Bei Lidl seien die Backwaren «handgemacht und frisch vom Beck», heisst es auf grossen Plakaten vor den Filialen. «Zahlreiche Brotspezialitäten» würden «jeden Tag frisch angeliefert», verspricht die Website. Die Realität sieht so aus: Das Lidl-Walnussbrot wird in Slowenien hergestellt und tiefgekühlt geliefert. Das Schoggi-Brötli stammt aus Frankreich. Krustenbrot, Kürbiskernbrötli und Fitnessbaguette kommen aus Deutschland in die Schweiz. Der Blaubeer-Donut trudelt aus Belgien ein. Die Konsumenten erfahren das nur, wenn sie das Kleingedruckte am Regal lesen.

«Frisch ausgebacken»

Lidl sieht darin kein Problem. Die Herkunft sei klar deklariert. Die ausländischen Grossbäckereien lieferten tiefgefrorene Teiglinge oder Vorbackbrote in die Filialen, wo sie «frisch» ausgebacken würden. Und das Werbeversprechen beziehe sich auf jene Brote, die Schweizer Bäckereien täglich frisch in die Lidl-Filialen lieferten. Wie viele das sind, will Lidl allerdings nicht sagen. Das sei je nach Filiale unterschiedlich. Die Mehrheit der Brote stamme aus der Schweiz. Von einer Irreführung der Konsumenten könne deshalb keine Rede sein. 

Ist die Lidl-Werbung also unproblematisch? Das zuständige Staatssekretariat für Wirtschaft ist skeptisch. Ob die Werbung irreführend sei, könne zwar nur ein Gericht beurteilen. Doch: «Unseres Erachtens erweckt die Angabe ‹handgemacht und frisch vom Beck› bei den Durchschnittsadressaten wohl die Erwartung, dass die Backwaren von einem Bäcker von Hand gefertigt wurden», sagt der zuständige Ressortleiter Jürg Herren.

Lidl ist aber nicht allein. Die Migros wirbt damit, dass bestimmte Brote aus einem Steinofen stammen. Was das bedeutet, steht klein auf der Verpackung: «Für Sie vor Ort aus einem tiefgekühlten und im Steinofen vorgebackenen Produkt fertig gebacken.» Die Migros betont, dass jede Filiale auch Brote verkaufe, die nie eingefroren worden sind. Diese erkenne man daran, dass auf dem Brotsack das Wort «tiefgekühlt» fehlt. 

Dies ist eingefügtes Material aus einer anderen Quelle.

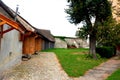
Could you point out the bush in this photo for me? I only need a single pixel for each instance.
(105, 52)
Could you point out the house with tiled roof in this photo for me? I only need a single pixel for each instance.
(18, 37)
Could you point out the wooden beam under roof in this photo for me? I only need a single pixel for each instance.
(5, 20)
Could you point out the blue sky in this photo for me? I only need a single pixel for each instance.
(45, 14)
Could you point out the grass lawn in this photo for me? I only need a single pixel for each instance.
(115, 75)
(74, 61)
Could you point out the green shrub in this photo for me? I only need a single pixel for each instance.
(105, 51)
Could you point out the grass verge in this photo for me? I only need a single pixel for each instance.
(115, 75)
(74, 61)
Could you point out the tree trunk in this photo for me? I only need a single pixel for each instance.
(92, 46)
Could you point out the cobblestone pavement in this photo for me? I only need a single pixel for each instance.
(43, 66)
(102, 71)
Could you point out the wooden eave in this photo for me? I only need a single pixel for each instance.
(13, 24)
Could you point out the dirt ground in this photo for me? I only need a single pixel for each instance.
(45, 66)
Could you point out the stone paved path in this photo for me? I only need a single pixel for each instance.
(102, 71)
(45, 66)
(39, 67)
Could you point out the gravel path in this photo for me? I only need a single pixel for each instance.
(43, 66)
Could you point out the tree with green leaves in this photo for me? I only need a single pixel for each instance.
(83, 11)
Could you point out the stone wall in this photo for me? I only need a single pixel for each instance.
(60, 43)
(71, 43)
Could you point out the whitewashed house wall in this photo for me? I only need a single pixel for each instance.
(11, 49)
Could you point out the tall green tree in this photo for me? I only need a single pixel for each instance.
(84, 10)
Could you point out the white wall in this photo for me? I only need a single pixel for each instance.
(11, 49)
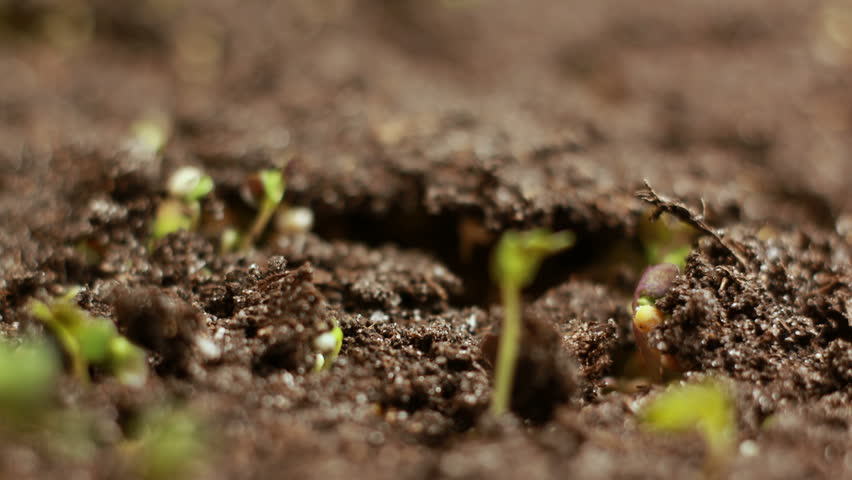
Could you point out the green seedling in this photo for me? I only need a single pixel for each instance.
(327, 346)
(28, 375)
(653, 285)
(151, 133)
(182, 209)
(90, 341)
(706, 408)
(169, 444)
(514, 266)
(264, 190)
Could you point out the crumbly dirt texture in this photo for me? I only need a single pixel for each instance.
(416, 132)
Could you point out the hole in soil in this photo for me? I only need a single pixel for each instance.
(439, 235)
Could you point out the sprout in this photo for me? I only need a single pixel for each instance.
(515, 264)
(170, 444)
(150, 133)
(654, 284)
(190, 184)
(328, 347)
(90, 340)
(182, 210)
(705, 407)
(294, 220)
(264, 190)
(28, 376)
(230, 240)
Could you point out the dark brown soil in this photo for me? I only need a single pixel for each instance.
(417, 131)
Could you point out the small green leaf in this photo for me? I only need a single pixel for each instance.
(519, 254)
(171, 444)
(127, 362)
(704, 407)
(28, 376)
(94, 339)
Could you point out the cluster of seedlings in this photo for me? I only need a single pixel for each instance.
(705, 407)
(263, 191)
(93, 346)
(164, 442)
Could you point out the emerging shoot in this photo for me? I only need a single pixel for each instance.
(91, 341)
(515, 264)
(264, 190)
(666, 240)
(182, 209)
(654, 284)
(705, 407)
(327, 346)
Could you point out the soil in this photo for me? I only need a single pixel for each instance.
(416, 132)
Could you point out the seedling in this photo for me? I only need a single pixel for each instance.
(327, 346)
(514, 266)
(169, 445)
(265, 190)
(182, 209)
(28, 376)
(294, 220)
(653, 285)
(704, 407)
(90, 341)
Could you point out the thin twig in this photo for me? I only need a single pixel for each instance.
(684, 214)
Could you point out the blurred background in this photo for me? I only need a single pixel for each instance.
(737, 101)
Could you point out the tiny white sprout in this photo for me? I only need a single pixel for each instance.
(150, 133)
(295, 220)
(207, 348)
(184, 180)
(326, 342)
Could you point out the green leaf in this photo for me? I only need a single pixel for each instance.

Keine «Hausgemacht»-Garantie

Coop verfolgt eine ähnliche Deklarationspolitik. Ein Label wie «Pain Artisanal» ist allerdings keine «Hausgemacht»-Garantie. Diese Coop-Brote seien zwar mit viel «Geduld, Sorgfalt und Fachwissen» hergestellt, werden danach aber «tiefgekühlt und frisch ausgebacken». Coop und Migros sagen, sie verkauften keine ausländischen Brote – bis auf wenige Spezialitäten wie zum Beispiel Pumpernickel. 

Deutlich intransparenter ist Aldi. Wenn ein Brot aus der Schweiz stammt, prangen Schweizer Flaggen auf der Etikette am Regal. Kommt es aus dem Ausland, fehlt hingegen die obligatorische Herkunftsangabe. Dass das Roggenbrötli aus Österreich importiert wird, das Pain au Chocolat aus Deutschland oder das Parisette aus Frankreich, erfahren die Konsumenten nur, wenn sie das Verkaufspersonal fragen. Das ist legal, sofern das Brot ohne Verpackung im Regal liegt. Dann gelten die Regeln des Offenverkaufs, wo eine mündliche Herkunftsdeklaration genügt. Aldi sagt, alle Brotlieferanten müssten einwandfreie Qualität liefern. Die Mehrheit der Brote stamme aus der Schweiz.

Doch auch beim klassischen Bäcker um die Ecke ist nicht immer alles selbstgemacht. Der Schweizer Zutatenhändler Bakels vertreibt Backmischungen in 25-Kilo-Säcken. Die Bäckerei-Genossenschaft Pistor liefert Fertigvorteige direkt in die Backstube. So sind zum Beispiel 16,5 Kilo Tiefkühl-Buttergipfeliteig für Fr. 146.85 zu haben. Die Bäckereien würden solche Produkte oft nur bestellen, um ihr Sortiment zu komplettieren, sagt eine Pistor-Sprecherin. «Den grössten Teil der Backwaren stellen sie selber her.»